The research goal of the Pan Laboratory is to combine translational and basic research on virus-mediated, in vivo and ex vivo, gene transfer into stem cells, as well as their potential application for gene therapy of patients with lysosomal storage diseases
(LSDs). Questions such as how to efficiently express the corrective gene, what cells should be appropriate targets for long-term gene transfer, what the best method is for getting a therapeutic gene into the cell, and how to make sure it behaves as expected are the main areas for research. The Pan Lab particularly focuses, among more than 50 LSDs, on the mucopolysaccharidoses (MPS) disorders
, where the manifestations in the central nervous system (CNS) remain untreatable, largely due to the impermeability of the blood-brain barrier (BBB) to large molecules including lysosomal enzymes.
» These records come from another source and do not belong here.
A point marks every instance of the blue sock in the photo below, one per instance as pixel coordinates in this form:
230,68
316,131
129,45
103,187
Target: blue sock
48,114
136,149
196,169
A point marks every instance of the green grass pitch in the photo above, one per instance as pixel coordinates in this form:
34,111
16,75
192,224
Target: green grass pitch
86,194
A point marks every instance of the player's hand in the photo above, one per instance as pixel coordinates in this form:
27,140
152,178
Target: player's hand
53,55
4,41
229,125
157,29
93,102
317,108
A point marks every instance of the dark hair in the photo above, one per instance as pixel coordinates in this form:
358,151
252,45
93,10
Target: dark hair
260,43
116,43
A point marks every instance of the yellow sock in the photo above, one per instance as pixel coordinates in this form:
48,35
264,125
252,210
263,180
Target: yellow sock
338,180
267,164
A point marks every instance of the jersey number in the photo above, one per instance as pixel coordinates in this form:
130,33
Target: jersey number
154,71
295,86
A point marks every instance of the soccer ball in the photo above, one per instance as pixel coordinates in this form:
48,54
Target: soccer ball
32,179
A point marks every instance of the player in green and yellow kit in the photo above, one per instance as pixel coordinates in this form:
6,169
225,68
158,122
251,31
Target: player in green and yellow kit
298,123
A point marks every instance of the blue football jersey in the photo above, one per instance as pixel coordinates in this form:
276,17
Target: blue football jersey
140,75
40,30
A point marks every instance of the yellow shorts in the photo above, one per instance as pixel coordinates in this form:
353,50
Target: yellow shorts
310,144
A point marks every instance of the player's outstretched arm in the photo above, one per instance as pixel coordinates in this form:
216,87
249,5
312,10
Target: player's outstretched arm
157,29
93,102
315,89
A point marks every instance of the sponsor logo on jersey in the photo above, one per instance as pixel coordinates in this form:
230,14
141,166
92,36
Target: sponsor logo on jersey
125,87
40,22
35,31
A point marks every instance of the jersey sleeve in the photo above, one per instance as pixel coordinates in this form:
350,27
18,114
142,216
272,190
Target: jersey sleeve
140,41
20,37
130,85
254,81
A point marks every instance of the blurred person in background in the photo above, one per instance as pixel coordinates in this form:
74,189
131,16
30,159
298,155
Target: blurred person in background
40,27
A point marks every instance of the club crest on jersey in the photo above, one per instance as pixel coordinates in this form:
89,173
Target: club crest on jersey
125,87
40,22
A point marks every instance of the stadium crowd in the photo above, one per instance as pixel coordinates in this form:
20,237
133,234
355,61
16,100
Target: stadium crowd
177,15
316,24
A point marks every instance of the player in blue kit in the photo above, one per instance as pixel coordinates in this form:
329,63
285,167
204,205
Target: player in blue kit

Using state-of-art technologies in biochemistry, molecular biology, genetic engineering and vectorology, the Pan Lab has engaged its current projects
on developing novel cell- and gene-based therapeutic approaches for treatment of neuropathic MPS, with the benefits from recent knowledge of stem cell biology. The team attempts to discover noninvasive ways to bypass the BBB for sustained protein delivery across the BBB, which may have broader implications in treating other neurological diseases such as Alzheimer’s disease and stroke. The potential therapeutic benefits of findings originating from in vitro experiments are being further determined by preclinical evaluation in animal disease models.